Buying your own home is a big deal and there’s no doubt about that. You can either use up your savings to pay for the home or you can apply for a home loan. The Home loans are a prudent choice given you maintain your repayment capacity throughout the tenure of the loan. It is a huge commitment to take on, mainly because it can go on for years and can become a worrisome burden if you don’t manage your finances or the repayment properly.
How to manage your home loan effectively?
The periodical EMIs can often become a cause for concern if the loan is not managed well. Here are a few tips that you should consider while paying off your home loan debt.
Increase your EMI amount
One of the ways to close your loan debt sooner is by paying a higher EMI than is required by you. In this way, you can save a significant amount of money on interest payments. The longer the loan stretches, the more interest you have to pay. By increasing the EMI amount, you are also bridging down the repayment tenure.

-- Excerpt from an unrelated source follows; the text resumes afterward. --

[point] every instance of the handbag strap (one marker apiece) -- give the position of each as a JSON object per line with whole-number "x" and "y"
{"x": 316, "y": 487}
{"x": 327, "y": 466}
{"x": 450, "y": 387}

Take advantage of the prepayment facility
If your loan provider allows prepayment of the loan without charging a penalty for it, you should make full use of it. Partial prepayment is a fast way to bring down your loan tenure and save money from the loan interest charged. The prepayment amount can be little as Rs.10,000 even. Whenever you have some extra cash in your hands, you should direct at least some of it towards prepaying the loan.
Prioritise repaying the EMIs
As already mentioned above, home loan EMIs can be quite a burden, so you don’t want to drag it further by missing EMI payments. Repaying the loan should be your primary concern unless the debt is repaid. Schedule your EMIs with your salary dates so that you can have enough funds in your banks while paying the EMI.
Manage your finances prudently
Now that you know that you should put your primary focus on repaying the debt, you should also know that managing your funds can help you in the process. Begin by drawing up a comparison between your monthly income and expenditure. If your expenditure exceeds your income, it is time to cut down on some of the luxuries taking up so much of your expenditure. Divide your monthly income into three parts, one for savings, one for EMIs and the other for personal spending. You can also try investing in avenues that give you high returns and have extra earnings.
Refinance loan to a lower interest deal
Lenders often lower their rates at different times, so if you see that the total interest payable can become lower if you switch to another lender, you should refinance your loan and make the switch. In this way, you can cut down many interest payments as, and if you maintain the same EMI amounts that you paid to the previous lender, you can end the loan term faster. There will be new paperwork to fill in of course and the refinancing process will charge you a nominal fee.
Managing any loan with responsibility and effectiveness is the sign of a financially smart person. A well-paid loan reflects on your repayment histories and makes your financial portfolio look better. This positively affects the future loans that you might want to take. And in the case of home loans which involve a lot of money over a long extended period, it is especially important to manage your debt well. So you should borrow only what you can pay back and not miss EMIs.